For 14 seasons, former NFL RB Ottis “O.J” Anderson was a powerhouse. He averaged over 1200 yards in his first six seasons in the NFL with the St. Louis Cardinals and would go on to win two Super Bowls with the New York Giants, which included being named MVP in Super Bowl 25.
The two-time Pro Bowler would retire in 1993. He finished his career with 10,273 rushing yards and 81 touchdowns on the ground. When Anderson stepped away from the game, he ranked seventh in rushing touchdowns and eighth in rushing yards.

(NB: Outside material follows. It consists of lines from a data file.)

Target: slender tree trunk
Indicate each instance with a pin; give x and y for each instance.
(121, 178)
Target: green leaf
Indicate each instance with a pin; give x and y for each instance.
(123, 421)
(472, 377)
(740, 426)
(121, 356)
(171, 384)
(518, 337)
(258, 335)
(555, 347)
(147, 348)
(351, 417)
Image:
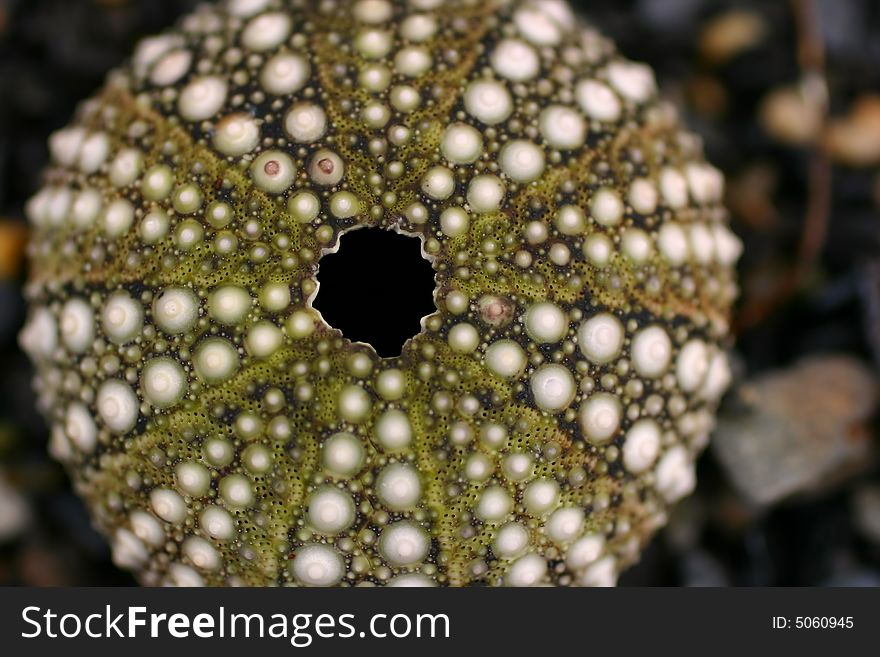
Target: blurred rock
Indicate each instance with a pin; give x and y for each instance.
(791, 116)
(15, 512)
(866, 511)
(730, 34)
(701, 569)
(797, 430)
(854, 140)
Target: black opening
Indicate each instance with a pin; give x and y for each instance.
(376, 288)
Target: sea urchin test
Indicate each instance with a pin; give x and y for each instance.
(538, 427)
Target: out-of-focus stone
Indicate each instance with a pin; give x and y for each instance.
(797, 430)
(15, 513)
(854, 140)
(866, 511)
(791, 116)
(730, 34)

Anderson had a great career and a career that should warrant serious consideration for the Hall of Fame. However, Anderson has been eligible for the Hall since 1999, and at this point, he will have to continue to wait a little longer. But if were up to Anderson, his number would be called
“Welp, if you look at stats, and that’s what they go by, there’s no doubt I should be. For whatever reason, they just don’t seem to not understand,” Anderson recently told Paul Gant about the Hall of Fame. “You know what, I ain’t play the game for the Hall of Fame; I played the game because I enjoyed it. I wanted to make a lot of fans happy. I think I accomplished those two things. If I get the third one, which is the Hall of Fame, I would be excited about it.
“I just hope I’m alive when they do it. I mean no offense to Terrell Davis, he just got in. He has way less yardage than me, but again, he is a very fine running back. I don’t know what criteria they’re judging it on, but if it’s on yardage, and other things tangible that goes with it, I think my resume looks pretty good.”

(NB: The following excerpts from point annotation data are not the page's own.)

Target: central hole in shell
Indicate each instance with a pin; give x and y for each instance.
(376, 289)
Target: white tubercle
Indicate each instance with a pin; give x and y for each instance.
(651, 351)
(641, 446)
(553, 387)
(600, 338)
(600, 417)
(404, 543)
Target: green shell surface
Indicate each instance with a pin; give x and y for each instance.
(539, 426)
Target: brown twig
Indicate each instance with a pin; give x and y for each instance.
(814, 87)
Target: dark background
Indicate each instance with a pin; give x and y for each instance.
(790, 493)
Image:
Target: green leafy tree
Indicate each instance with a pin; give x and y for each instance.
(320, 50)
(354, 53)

Anderson does have a strong case. As he said, he does have a lot more rushing yards than Davis(Anderson: 10273, Davis: 7607), and also, like Davis, Anderson has a Super Bowl MVP.
Unfortunately, for whatever reason, his career is not getting the respect it deserves. Hopefully, he can get in at some point, and hopefully, as the 62-year-old Anderson said, he will be alive to see it.